Потянул было за ручку двери, как вдруг почувствовал, что то ощущение нарастающей тревоги, которое не покидало Марину, передалось и ему, и он уже с предельной осторожностью открыл дверь. Как учили опытные опера, сделал контрольную выдержку, и только после этого вошел в комнату. Нащупал рукой выключатель…
Старый-престарый гардероб, его ровесник вместительный книжный шкаф, заставленный авторами, о которых нынешнее поколение молодых даже слыхом не слыхивало, столь же впечатляющий диван с деревянной полочкой, на которой когда-то выстраивались в ряд белые слоники, два потертых глубоких кресла, более современный журнальный столик, рабочий стол Игоря Фокина и…
Турецкий поначалу даже не понял, чего именно не хватает на этом столе, заваленном исписанными и чистыми листами бумаги. И только когда заставил себя сосредоточиться, понял — системного блока компьютера, который завершал рабочий дизайн письменного стола.
Это уже было нечто, и Турецкий, непроизвольно причмокнув губами, прошел на кухню, из которой доносился дурманящий запах свежемолотого кофе.
— Ну? — в глазах Марины читалось нетерпение.
— Да все вроде, — пожал плечами Турецкий, — только один вопрос. Вы что, решили не дразнить гусей и убрали системный блок с глаз долой?
Удивлению Марины, казалось, не было конца.
— Что… я… блок?
Начиная догадываться, что предчувствия Фокиной были не напрасными, Турецкий в то же время не стал гнать лошадей.
— По крайней мере, я его не увидел.
— Как так?
— Да очень просто. Он ведь днем стоял на столе?
— Ну!
— А теперь его там нет.
— Чертовщина какая-то! — забыв про свои страхи, взвилась Марина и первой вышла из кухни.

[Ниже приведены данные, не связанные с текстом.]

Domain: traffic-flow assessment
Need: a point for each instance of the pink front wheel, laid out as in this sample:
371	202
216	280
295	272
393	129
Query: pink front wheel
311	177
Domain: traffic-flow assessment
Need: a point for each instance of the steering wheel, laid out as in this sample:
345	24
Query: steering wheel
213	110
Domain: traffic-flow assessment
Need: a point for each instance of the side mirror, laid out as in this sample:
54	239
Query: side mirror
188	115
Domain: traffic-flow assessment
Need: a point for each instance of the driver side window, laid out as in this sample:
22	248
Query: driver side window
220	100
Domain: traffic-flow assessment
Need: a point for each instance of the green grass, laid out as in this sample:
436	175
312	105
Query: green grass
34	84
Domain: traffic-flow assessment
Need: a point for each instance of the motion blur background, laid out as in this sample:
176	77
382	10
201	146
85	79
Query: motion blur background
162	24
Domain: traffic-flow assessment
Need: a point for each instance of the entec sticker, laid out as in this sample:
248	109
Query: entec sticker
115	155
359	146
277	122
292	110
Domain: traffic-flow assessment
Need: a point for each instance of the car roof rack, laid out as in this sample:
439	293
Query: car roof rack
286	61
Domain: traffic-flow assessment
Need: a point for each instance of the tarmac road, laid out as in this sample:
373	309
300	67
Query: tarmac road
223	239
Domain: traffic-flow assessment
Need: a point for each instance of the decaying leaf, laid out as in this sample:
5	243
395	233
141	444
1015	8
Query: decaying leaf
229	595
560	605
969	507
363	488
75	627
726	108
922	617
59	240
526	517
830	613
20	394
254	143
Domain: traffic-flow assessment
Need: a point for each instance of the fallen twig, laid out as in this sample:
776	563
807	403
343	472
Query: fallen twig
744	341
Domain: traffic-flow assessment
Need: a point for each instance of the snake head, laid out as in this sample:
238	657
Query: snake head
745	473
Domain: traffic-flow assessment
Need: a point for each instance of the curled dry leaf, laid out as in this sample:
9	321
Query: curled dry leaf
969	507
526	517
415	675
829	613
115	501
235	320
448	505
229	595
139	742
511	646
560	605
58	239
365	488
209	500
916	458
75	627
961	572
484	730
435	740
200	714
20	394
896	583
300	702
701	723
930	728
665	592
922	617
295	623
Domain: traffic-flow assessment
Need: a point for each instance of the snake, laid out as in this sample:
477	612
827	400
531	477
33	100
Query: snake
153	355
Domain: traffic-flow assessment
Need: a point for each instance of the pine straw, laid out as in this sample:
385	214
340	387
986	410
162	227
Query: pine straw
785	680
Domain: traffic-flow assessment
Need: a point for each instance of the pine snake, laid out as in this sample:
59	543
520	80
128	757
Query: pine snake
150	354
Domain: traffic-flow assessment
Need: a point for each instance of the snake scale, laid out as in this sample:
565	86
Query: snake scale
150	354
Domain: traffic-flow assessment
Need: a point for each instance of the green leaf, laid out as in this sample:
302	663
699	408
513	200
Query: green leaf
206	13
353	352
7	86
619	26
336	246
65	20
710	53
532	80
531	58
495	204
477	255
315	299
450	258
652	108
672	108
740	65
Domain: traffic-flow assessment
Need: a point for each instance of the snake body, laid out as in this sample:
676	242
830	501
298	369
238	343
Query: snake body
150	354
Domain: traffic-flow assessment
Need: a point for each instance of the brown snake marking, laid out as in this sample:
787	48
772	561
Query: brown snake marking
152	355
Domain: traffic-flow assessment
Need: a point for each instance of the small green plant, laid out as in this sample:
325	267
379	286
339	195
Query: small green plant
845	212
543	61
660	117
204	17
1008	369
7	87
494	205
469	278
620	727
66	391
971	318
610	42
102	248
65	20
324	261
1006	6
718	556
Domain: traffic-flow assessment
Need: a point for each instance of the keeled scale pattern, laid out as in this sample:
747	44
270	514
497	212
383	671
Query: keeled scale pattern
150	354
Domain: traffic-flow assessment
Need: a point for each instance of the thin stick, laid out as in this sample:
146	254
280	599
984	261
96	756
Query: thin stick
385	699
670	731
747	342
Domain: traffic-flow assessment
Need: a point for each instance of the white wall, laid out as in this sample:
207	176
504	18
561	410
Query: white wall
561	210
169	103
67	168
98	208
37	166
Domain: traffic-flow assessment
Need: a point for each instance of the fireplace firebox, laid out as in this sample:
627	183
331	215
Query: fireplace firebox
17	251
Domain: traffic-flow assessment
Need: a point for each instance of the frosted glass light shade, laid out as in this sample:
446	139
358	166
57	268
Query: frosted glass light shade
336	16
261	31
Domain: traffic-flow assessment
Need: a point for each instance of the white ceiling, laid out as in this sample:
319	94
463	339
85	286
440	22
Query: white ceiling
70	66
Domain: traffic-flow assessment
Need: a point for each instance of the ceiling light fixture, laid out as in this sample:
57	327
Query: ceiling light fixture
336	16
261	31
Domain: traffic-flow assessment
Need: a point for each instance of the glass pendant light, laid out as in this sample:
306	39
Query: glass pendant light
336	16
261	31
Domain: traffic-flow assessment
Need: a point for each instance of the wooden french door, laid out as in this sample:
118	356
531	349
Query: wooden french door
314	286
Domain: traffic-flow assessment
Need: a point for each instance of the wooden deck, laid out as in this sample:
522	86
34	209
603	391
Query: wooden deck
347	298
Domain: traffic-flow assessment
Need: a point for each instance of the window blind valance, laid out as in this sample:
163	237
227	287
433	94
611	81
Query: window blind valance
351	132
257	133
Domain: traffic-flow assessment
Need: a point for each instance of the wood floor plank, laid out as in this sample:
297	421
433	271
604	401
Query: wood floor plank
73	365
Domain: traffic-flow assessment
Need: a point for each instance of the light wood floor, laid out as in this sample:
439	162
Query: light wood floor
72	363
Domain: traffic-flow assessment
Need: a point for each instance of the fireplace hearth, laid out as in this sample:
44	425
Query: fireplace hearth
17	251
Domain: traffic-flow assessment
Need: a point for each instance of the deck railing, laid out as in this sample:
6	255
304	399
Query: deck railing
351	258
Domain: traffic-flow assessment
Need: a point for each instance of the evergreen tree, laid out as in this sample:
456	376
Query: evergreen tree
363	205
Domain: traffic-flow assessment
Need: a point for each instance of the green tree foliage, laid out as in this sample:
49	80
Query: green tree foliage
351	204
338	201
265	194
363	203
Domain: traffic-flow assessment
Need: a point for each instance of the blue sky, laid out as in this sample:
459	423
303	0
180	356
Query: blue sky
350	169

Почти бегом бросилась в комнату и непонимающе уставилась на стол.
— Я… я ничего не понимаю, — свистящим шепотом произнесла она, и в ее глазах вновь заплескалась тревога.
— Да, в общем-то, ничего сверхъестественного, — невесело отозвался Турецкий, мысленно ругая себя за то, что сразу же не заставил Макса поработать с фокинским компьютером. А теперь… Теперь, видимо, с ним работает кто-то другой, изымая из его памяти слишком опасную для кого-то информацию.